J'ai trouvé hier soir, en rentrant chez moi, votre revue de janvier-février 80.

Je l'ai aussitôt parcourue avidement. Et voilà que je [PAGE 65] tombe sur vos démêlés avec Gallimard au sujet de « Voyage au Congo » d'André Gide, ouvrage qui ne doit pas être vide de contenu, vu que vous le réclamez à grands cris.

Au moins, vous, vous étiez miraculeusement au courant que l'ouvrage existait. Mais vous êtes l'exception.

Je n'en avais jamais entendu parler, ni au lycée, ni en Khâgne, ni en Sorbonne, pas plus que je ne l'ai jamais vu sur aucun rayonnage, en flânant dans les librairies. Il doit donc y avoir belle lurette que l'ouvrage se cache.

Je pense que mes maîtres, du Secondaire et du Supérieur, subissant la conspiration du silence, demeuraient tout aussi ignares que moi-même jusqu'à hier soir sur ce sujet.
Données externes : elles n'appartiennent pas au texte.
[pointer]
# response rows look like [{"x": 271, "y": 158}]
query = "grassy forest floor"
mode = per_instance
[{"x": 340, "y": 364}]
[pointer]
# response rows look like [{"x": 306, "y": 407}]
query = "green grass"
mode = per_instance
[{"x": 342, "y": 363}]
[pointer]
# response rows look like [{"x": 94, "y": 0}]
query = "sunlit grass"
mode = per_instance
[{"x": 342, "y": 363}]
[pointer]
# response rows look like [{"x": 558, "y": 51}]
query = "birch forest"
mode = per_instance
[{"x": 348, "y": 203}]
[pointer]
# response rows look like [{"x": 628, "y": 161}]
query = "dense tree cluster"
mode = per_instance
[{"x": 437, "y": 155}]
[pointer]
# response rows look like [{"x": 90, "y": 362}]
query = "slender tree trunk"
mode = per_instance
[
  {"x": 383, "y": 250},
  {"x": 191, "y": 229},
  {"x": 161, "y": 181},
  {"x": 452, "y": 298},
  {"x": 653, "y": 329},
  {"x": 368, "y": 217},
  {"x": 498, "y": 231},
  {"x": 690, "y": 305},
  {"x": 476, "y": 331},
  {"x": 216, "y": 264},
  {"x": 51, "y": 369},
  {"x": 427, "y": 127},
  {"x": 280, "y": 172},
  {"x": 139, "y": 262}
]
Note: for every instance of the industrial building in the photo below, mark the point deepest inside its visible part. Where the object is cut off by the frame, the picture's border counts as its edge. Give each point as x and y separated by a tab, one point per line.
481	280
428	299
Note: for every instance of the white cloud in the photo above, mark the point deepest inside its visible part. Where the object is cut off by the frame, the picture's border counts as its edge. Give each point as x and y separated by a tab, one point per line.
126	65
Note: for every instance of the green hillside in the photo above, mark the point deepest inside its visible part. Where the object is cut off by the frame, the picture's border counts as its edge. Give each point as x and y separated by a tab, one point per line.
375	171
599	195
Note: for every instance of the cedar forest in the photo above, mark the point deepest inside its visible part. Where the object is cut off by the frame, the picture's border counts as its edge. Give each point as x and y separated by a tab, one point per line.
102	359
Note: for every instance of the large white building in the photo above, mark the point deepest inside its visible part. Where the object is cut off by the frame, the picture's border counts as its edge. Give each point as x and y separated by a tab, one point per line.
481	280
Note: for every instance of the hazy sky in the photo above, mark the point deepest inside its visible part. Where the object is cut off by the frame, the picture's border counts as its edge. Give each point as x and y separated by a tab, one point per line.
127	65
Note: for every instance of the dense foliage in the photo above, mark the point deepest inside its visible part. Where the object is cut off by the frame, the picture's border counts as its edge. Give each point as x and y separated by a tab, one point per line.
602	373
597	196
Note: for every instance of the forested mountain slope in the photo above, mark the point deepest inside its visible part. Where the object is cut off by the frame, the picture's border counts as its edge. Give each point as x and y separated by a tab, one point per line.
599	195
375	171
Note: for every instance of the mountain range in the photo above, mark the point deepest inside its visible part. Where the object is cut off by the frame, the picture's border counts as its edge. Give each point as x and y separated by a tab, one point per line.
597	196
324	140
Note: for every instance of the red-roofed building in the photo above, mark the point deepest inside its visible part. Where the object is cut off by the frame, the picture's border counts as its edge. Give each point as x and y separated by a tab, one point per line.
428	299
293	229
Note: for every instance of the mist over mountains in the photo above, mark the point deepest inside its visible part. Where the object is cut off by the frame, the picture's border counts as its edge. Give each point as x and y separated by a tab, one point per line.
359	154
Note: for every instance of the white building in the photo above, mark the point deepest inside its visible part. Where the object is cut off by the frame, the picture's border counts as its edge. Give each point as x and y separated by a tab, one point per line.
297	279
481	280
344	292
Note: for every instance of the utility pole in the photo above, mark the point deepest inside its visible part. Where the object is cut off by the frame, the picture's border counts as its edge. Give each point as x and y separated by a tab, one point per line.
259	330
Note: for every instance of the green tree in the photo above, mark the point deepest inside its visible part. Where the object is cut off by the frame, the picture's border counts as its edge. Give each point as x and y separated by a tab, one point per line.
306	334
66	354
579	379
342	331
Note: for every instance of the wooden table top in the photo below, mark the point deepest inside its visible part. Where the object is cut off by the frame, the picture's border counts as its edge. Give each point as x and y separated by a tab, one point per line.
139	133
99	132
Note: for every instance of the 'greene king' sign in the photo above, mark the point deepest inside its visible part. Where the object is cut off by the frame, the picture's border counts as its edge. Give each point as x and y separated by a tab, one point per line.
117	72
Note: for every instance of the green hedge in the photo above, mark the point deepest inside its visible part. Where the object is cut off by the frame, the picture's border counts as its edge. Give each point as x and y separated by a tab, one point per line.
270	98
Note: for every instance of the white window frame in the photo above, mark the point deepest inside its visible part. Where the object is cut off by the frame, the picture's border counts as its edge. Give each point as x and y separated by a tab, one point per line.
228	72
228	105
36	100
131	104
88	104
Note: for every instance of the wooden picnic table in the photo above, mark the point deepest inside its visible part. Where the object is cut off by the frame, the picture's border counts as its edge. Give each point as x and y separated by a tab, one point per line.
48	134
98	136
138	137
Hé bien ! puisqu'il paraît que cet ouvrage de valeur est absent de la surface de la planète, pour une raison qui n'est pas donnée, je vais me permettre d'écrire à Gallimard en personne (en recommandé, avec accusé de réception) pour lui dire qu'à défaut de pouvoir acheter en librairie cet ouvrage capital pour l'un de mes prochains cours, il veuille me le faire adresser directement chez moi contre remboursement.

En effet, si les librairies se sont vidées de cette œuvre, les caves de Gallimard, elles, par un système de vases communicants, ont dû s'en remplir par récupération tous azimuts.

On ne me fera pas croire, même si les employés de cette maison continuent à mentir, que les caves ou les arrière-rayons de Gallimard, n'en contiennent pas des exemplaires qui se cachent.

Mais pour quelle raison Gallimard, qui n'a qu'un intérêt, celui de vendre, participe-t-il à la censure ?...

Si j'ai une réponse de Gallimard, je vous le dirai.

Si je n'en ai pas, je ré-attaquerai le bonhomme. Car, enfin, je veux lire « Voyage au Congo ». La réclame que vous faites de cet ouvrage, au travers de vos démêlés, met l'eau à la bouche, et j'ai hâte de me plonger là-dedans.

Mme PRIVAT


[1] Une note nous vient tout à coup à l'esprit : est-ce bien conforme à la déontologie éditoriale d'escamoter ainsi derrière une appellation banalisante un titre percutant en son temps et qui est resté un symbole sinon tout un programme?